Testing the fit of relational models

TL;DR

This paper explores the properties of relational models, especially regarding maximum likelihood estimates and goodness-of-fit tests, highlighting differences when an overall effect is absent and providing theoretical insights into their statistical behavior.

Contribution

It characterizes the properties of MLEs and goodness-of-fit tests in relational models, especially when the overall effect is not included, extending existing theoretical frameworks.

Findings

MLE properties differ without overall effect

Likelihood ratio statistic relates to Bregman divergence

Asymptotic equivalence of chi-squared and likelihood ratio tests

Abstract

Relational models generalize log-linear models to arbitrary discrete sample spaces by specifying effects associated with any subsets of their cells.

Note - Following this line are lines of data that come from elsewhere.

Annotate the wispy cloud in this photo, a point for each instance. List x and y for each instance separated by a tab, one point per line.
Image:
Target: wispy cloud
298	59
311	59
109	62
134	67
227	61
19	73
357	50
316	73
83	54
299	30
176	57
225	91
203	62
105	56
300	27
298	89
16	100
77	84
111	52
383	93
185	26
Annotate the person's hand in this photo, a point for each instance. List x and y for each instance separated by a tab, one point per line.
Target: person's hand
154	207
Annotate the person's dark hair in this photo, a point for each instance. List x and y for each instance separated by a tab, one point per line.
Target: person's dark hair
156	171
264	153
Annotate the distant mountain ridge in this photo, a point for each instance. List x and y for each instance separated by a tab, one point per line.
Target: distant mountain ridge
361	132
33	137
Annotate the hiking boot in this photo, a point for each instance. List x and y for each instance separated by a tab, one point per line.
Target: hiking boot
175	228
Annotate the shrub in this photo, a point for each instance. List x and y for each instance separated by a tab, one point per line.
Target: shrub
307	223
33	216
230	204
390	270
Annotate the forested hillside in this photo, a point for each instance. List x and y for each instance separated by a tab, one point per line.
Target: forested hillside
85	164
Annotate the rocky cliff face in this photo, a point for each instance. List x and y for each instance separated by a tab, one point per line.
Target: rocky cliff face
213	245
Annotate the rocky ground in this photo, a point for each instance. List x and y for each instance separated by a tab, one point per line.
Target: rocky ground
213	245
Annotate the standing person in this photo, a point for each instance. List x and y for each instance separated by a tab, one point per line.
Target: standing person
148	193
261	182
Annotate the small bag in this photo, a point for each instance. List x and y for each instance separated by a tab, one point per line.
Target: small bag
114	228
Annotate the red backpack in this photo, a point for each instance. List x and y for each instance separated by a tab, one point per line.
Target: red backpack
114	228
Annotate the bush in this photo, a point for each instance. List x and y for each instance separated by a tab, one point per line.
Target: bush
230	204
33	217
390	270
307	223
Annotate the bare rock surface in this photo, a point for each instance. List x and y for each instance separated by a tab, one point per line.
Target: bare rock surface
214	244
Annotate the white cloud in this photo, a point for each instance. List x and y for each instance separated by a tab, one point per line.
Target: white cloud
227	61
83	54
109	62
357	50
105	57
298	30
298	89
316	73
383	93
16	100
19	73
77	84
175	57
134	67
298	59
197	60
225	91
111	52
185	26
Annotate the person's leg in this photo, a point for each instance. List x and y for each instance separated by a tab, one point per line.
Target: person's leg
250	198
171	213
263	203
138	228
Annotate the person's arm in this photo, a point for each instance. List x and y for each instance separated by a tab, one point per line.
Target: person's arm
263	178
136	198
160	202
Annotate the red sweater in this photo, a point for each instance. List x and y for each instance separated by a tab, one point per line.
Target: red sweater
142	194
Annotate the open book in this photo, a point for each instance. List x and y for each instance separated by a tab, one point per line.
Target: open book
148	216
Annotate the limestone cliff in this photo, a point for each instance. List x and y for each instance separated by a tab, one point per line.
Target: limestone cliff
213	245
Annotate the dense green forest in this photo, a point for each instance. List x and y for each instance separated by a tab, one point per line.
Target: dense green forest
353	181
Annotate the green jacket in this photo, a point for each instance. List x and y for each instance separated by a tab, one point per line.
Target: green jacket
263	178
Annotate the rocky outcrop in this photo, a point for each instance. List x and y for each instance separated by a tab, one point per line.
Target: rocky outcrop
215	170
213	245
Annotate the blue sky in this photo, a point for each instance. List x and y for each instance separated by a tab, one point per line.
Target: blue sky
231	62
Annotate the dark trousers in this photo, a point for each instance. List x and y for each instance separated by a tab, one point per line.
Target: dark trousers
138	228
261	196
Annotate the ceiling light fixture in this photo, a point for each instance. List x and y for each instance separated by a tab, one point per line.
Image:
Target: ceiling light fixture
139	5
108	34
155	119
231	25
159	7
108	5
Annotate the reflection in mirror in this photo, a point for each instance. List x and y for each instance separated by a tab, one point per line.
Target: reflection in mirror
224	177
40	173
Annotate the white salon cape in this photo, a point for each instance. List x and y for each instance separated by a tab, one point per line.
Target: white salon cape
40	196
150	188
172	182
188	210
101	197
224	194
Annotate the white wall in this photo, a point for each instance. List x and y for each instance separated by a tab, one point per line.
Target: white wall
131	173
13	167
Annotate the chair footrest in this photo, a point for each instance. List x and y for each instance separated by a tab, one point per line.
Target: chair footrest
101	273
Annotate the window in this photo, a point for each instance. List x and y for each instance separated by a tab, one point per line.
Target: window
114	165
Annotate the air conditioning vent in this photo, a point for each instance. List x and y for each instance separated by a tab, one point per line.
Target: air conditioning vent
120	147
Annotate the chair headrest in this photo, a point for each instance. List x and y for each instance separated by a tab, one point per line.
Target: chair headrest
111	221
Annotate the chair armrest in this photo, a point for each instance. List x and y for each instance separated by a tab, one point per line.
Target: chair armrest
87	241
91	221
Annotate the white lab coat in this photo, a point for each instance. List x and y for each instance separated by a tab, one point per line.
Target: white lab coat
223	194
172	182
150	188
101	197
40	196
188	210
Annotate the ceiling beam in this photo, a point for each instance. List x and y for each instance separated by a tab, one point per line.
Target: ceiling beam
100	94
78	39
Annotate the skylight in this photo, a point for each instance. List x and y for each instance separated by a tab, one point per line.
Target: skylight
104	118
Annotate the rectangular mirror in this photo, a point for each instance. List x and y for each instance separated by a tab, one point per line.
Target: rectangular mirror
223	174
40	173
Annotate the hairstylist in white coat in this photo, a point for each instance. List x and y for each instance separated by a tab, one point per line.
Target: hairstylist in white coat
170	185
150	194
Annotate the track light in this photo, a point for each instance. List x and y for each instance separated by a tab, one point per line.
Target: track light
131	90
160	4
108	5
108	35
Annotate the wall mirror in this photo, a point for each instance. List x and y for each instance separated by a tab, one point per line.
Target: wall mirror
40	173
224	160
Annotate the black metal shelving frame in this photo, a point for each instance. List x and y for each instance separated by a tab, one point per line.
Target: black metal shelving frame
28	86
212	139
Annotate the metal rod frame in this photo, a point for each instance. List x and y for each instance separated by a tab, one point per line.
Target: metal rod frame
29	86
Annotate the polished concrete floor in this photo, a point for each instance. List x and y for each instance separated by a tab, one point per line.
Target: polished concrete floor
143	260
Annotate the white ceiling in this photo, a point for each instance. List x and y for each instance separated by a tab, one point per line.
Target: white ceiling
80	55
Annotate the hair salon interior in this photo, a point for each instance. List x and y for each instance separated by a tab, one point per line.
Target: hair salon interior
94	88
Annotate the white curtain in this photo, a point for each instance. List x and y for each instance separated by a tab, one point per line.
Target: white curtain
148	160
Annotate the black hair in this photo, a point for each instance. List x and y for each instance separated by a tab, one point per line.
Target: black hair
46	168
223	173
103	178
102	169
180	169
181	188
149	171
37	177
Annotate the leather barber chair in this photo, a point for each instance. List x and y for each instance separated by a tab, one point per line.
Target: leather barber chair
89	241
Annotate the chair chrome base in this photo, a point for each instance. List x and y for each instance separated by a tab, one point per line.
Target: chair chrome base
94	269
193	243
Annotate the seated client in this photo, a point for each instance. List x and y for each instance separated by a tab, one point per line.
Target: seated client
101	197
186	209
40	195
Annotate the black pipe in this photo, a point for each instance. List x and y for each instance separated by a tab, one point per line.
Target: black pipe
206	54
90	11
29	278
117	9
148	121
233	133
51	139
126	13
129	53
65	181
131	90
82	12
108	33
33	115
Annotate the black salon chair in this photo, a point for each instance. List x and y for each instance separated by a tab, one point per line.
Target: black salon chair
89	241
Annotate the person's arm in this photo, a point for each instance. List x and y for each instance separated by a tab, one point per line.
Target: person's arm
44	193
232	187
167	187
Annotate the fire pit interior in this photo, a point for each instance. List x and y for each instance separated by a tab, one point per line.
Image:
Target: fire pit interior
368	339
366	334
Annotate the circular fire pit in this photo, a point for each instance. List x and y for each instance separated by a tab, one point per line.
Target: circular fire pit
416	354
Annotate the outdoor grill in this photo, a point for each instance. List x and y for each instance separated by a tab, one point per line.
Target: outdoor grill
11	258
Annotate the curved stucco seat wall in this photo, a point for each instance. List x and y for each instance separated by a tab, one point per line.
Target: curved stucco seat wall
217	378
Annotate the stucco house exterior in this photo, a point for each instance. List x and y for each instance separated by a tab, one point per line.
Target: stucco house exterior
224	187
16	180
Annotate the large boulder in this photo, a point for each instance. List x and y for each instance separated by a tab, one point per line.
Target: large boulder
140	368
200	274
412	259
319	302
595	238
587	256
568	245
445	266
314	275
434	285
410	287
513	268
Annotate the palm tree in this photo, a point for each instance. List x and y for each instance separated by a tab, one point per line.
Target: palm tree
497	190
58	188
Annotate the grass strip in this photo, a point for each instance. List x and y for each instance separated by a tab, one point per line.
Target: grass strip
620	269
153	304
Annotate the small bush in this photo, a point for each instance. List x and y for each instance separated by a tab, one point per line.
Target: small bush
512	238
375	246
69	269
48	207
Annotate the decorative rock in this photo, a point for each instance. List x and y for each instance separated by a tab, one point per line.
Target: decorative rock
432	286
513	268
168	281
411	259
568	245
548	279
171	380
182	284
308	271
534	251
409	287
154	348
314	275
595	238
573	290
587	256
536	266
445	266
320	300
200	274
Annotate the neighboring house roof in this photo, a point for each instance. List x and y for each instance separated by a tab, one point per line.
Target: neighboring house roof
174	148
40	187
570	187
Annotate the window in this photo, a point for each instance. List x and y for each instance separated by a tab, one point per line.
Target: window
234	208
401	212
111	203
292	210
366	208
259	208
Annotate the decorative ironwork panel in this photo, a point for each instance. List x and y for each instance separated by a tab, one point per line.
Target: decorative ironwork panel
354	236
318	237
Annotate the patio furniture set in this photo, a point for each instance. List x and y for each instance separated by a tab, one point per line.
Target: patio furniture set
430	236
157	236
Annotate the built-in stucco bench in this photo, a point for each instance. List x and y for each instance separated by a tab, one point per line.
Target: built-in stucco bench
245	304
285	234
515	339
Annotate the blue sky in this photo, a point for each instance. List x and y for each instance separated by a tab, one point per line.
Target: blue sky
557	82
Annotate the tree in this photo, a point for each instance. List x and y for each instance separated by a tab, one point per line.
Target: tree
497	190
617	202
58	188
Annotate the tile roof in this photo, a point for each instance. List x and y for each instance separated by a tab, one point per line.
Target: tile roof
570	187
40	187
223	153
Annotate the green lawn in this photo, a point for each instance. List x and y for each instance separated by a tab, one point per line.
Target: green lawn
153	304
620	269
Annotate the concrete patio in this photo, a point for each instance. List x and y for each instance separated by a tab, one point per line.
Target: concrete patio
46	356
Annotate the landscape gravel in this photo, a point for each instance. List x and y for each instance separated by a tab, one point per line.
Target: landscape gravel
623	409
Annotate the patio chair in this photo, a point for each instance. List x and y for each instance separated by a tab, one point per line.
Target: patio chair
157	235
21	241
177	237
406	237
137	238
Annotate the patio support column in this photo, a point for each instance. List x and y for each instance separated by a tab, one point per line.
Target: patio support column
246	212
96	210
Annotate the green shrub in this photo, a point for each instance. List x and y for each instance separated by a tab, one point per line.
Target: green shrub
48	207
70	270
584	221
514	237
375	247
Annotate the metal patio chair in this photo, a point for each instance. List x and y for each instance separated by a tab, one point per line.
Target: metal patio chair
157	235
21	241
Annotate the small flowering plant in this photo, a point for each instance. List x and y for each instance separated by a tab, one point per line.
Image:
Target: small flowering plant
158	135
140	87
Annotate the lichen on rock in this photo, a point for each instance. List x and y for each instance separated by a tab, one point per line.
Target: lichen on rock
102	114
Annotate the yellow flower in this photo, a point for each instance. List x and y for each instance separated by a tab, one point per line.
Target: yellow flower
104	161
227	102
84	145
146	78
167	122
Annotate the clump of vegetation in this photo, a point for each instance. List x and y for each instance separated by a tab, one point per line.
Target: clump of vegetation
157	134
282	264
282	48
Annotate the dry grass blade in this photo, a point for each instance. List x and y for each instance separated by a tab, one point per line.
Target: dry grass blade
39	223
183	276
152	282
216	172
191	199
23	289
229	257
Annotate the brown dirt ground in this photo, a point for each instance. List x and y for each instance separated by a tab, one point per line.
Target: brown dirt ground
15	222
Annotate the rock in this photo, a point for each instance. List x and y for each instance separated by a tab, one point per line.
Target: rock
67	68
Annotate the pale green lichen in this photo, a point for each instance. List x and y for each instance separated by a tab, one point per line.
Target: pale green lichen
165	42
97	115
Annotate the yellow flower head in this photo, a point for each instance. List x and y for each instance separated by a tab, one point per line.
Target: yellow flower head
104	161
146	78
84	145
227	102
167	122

A relational model may include an overall effect, pertaining to every cell after a reparameterization, and in this case, the properties of the maximum likelihood estimates (MLEs) are analogous to those computed under traditional log-linear models, and the goodness-of-fit tests are also the same. If an overall effect is not present in any reparameterization, the properties of the MLEs are considerably different, and the Poisson and multinomial MLEs are not equivalent. In the Poisson case, if the overall effect is not present, the observed total is not always preserved by the MLE, and thus, the likelihood ratio statistic is not identical with twice the Kullback-Leibler divergence. However, as demonstrated, its general form may be obtained from the Bregman divergence. The asymptotic equivalence of the Pearson chi-squared and likelihood ratio statistics holds, but the generality considered here requires extended proofs.